La Sonna contient dix préceptes sur le Wodou. Il faut qu'il soit précédé de la formule au nom du grand Dieu, &c. qu'on se lave la paume de la main avant que les cruches soient vuidées ; qu'on se nettoye le visage ; qu'on attire l'eau par les narines ; qu'on se frotte toute la tête & les oreilles ; qu'on sépare ou qu'on écarte la barbe pour la mieux nettoyer quand elle est épaisse & longue, ainsi que les doigts des piés ; qu'on nettoye les oreilles l'une après l'autre ; qu'on se lave la main droite avant la gauche ; qu'on observe le même ordre à l'égard des piés ; qu'on répete ces actes de purification jusqu'à trois fois, & qu'on les continue sans interruption jusqu'à la fin.

Cinq choses rendent le Wodou nécessaire : 1o. l'issue de quelqu'excrément que ce soit (excepto semine) par les voies naturelles : 2o. lorsqu'on a dormi profondément, parce qu'il est à supposer que dans un profond sommeil on a contracté quelqu'impureté dont on ne se souvient pas : 3o. quand on a perdu la raison par quelqu'excès de vin, ou qu'on l'a eu véritablement aliénée par maladie ou quelqu'autre cause : 4o. lorsqu'on a touché une femme impure, sans qu'il y eût un voile ou quelqu'autre vêtement entre deux : 5o. lorsqu'on a porté la main sur les parties que la bienséance ne permet pas de nommer.

Quant à l’ablution terreuse ou sabloneuse, elle n'a lieu que quand on n'a point d'eau, ou qu'un malade ne peut souffrir l'eau sans tomber en danger de mort. Par le mot de sable, on entend toute sorte de terre, même les minéraux ; comme par l’eau, dans les deux autres ablutions, on entend celle de riviere, de mer, de fontaine, de neige, de grêle, &c. en un mot toute eau naturelle. Guer, Mœurs des Turcs ; tom.I. Liv.ii.

Au reste ces ablutions sont extrèmement fréquentes parmi les Mahométans : 1o. pour les raisons ci-dessus mentionnées ; & en second lieu, parce que la moindre chose, comme le cri d'un cochon, l'approche ou l'urine d'un chien, suffisent pour rendre l'ablution inutile, & mettre dans la nécessité de la réitérer : au moins est-ce ainsi qu'en usent les Musulmans scrupuleux. (G)

[modifier] Ablution, Lotion.

On appelle de ce nom plusieurs opérations qui se font chez les Apothicaires.

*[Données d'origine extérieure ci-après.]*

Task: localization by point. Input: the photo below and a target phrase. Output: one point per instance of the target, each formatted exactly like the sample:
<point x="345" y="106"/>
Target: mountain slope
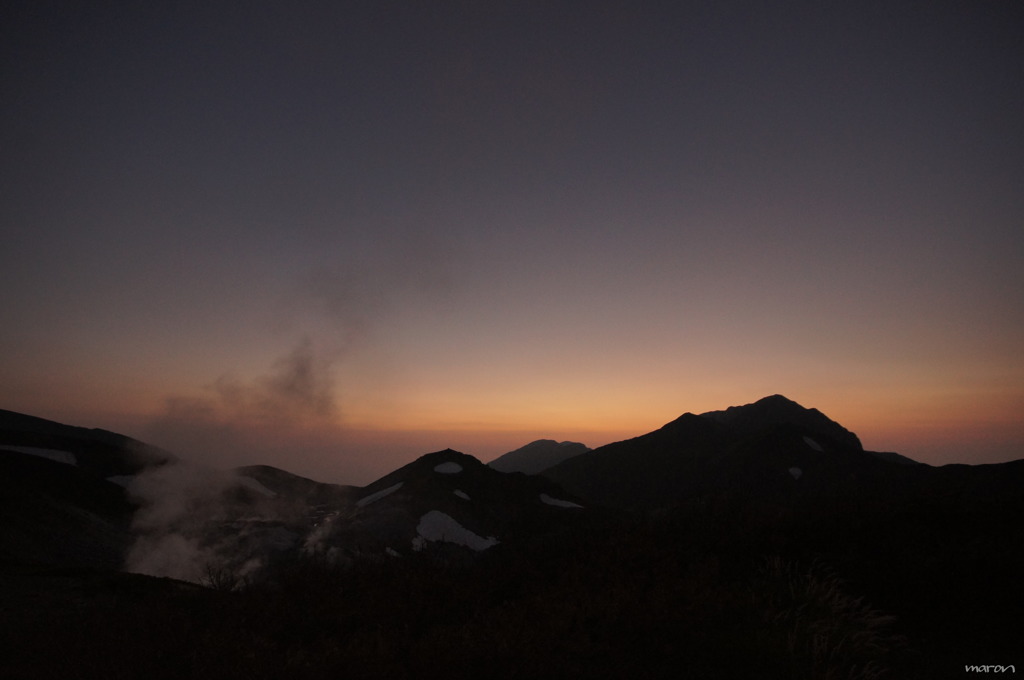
<point x="773" y="447"/>
<point x="538" y="456"/>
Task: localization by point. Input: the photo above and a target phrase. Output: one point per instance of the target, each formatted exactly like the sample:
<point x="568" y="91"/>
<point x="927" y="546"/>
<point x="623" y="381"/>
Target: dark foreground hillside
<point x="760" y="542"/>
<point x="714" y="590"/>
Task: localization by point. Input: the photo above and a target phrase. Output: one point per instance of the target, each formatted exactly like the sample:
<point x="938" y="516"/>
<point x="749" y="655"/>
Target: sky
<point x="335" y="236"/>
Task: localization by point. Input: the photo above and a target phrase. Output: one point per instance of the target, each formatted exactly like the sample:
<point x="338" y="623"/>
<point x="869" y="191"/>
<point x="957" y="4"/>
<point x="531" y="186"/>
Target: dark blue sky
<point x="479" y="224"/>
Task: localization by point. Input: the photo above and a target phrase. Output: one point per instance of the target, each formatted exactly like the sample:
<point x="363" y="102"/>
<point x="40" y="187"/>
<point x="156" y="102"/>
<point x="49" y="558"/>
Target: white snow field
<point x="558" y="502"/>
<point x="436" y="525"/>
<point x="367" y="500"/>
<point x="54" y="455"/>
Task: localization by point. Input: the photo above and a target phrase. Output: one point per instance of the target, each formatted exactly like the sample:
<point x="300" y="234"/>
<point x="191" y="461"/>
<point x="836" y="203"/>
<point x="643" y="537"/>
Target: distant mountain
<point x="760" y="541"/>
<point x="62" y="500"/>
<point x="441" y="500"/>
<point x="538" y="456"/>
<point x="771" y="447"/>
<point x="777" y="410"/>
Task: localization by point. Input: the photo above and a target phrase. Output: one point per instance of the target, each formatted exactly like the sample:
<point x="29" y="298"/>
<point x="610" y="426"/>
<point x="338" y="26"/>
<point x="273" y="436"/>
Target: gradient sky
<point x="335" y="236"/>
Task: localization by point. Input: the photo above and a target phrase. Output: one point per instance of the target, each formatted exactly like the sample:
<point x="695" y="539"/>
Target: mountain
<point x="771" y="448"/>
<point x="760" y="541"/>
<point x="538" y="456"/>
<point x="777" y="410"/>
<point x="62" y="500"/>
<point x="441" y="500"/>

La premiere est celle par laquelle on sépare d'un médicament, en le lavant avec de l'eau, les matieres qui lui sont étrangeres : la seconde, est celle par laquelle on enleve à un corps les sels surabondans, en répandant de l'eau dessus à différentes reprises ; elle se nomme encore édulcoration : la troisieme, est celle dont on se sert, quand pour augmenter les vertus & les propriétés d'un médicament, on verse dessus, ou du vin, ou quelque liqueur distillée qui lui communique sa vertu ou son odeur, par exemple lorsqu'on lave les vers de terre avec le vin, &c.

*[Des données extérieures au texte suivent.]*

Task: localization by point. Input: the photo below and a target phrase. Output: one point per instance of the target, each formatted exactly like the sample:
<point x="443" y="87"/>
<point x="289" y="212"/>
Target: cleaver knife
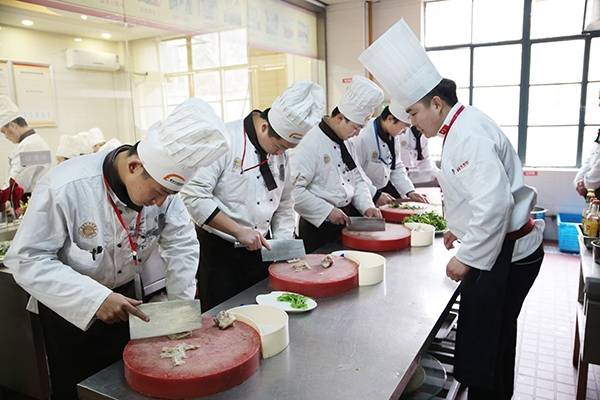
<point x="283" y="250"/>
<point x="166" y="318"/>
<point x="366" y="224"/>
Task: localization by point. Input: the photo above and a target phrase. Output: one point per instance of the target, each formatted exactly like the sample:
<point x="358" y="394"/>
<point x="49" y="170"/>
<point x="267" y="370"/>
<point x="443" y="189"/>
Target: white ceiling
<point x="12" y="12"/>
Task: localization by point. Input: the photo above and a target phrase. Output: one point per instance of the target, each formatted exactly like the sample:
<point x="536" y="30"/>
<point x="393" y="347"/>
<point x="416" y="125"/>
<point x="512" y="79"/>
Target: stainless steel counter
<point x="363" y="344"/>
<point x="590" y="273"/>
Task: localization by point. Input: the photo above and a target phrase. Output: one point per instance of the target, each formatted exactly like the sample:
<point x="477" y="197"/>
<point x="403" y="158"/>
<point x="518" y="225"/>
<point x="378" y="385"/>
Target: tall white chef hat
<point x="96" y="136"/>
<point x="399" y="63"/>
<point x="8" y="111"/>
<point x="192" y="136"/>
<point x="399" y="112"/>
<point x="70" y="146"/>
<point x="297" y="110"/>
<point x="360" y="100"/>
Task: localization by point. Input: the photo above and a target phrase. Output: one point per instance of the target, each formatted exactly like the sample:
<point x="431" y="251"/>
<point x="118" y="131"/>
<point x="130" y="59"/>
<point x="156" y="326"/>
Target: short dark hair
<point x="132" y="151"/>
<point x="20" y="121"/>
<point x="445" y="90"/>
<point x="271" y="132"/>
<point x="386" y="113"/>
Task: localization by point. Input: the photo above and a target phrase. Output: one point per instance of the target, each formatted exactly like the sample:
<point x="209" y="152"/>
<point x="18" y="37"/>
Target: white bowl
<point x="371" y="266"/>
<point x="420" y="234"/>
<point x="271" y="324"/>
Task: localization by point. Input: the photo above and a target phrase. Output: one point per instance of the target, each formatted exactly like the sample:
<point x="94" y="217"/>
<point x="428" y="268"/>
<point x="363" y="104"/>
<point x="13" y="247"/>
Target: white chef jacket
<point x="27" y="177"/>
<point x="322" y="180"/>
<point x="589" y="172"/>
<point x="243" y="197"/>
<point x="375" y="159"/>
<point x="484" y="194"/>
<point x="419" y="171"/>
<point x="68" y="216"/>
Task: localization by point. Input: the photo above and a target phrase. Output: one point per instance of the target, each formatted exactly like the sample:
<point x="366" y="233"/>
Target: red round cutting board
<point x="395" y="237"/>
<point x="224" y="359"/>
<point x="317" y="281"/>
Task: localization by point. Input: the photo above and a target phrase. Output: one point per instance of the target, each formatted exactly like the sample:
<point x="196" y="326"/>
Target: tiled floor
<point x="546" y="329"/>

Le mot d’Ablution ne convient qu'à la premiere de ces opérations, & ne peut servir tout au plus qu'à exprimer l'action de laver des plantes dans l'eau avant que de les employer : la seconde, est proprement l’édulcoration : la troisieme peut se rapporter à l’infusion. Voyez Édulcoration, Infusion. (N)

[modifier] ABNAKIS,

s. m. Peuple de l'Amérique septentrionale, dans le Canada. Il occupe le 309. de long. & le 46. de lat.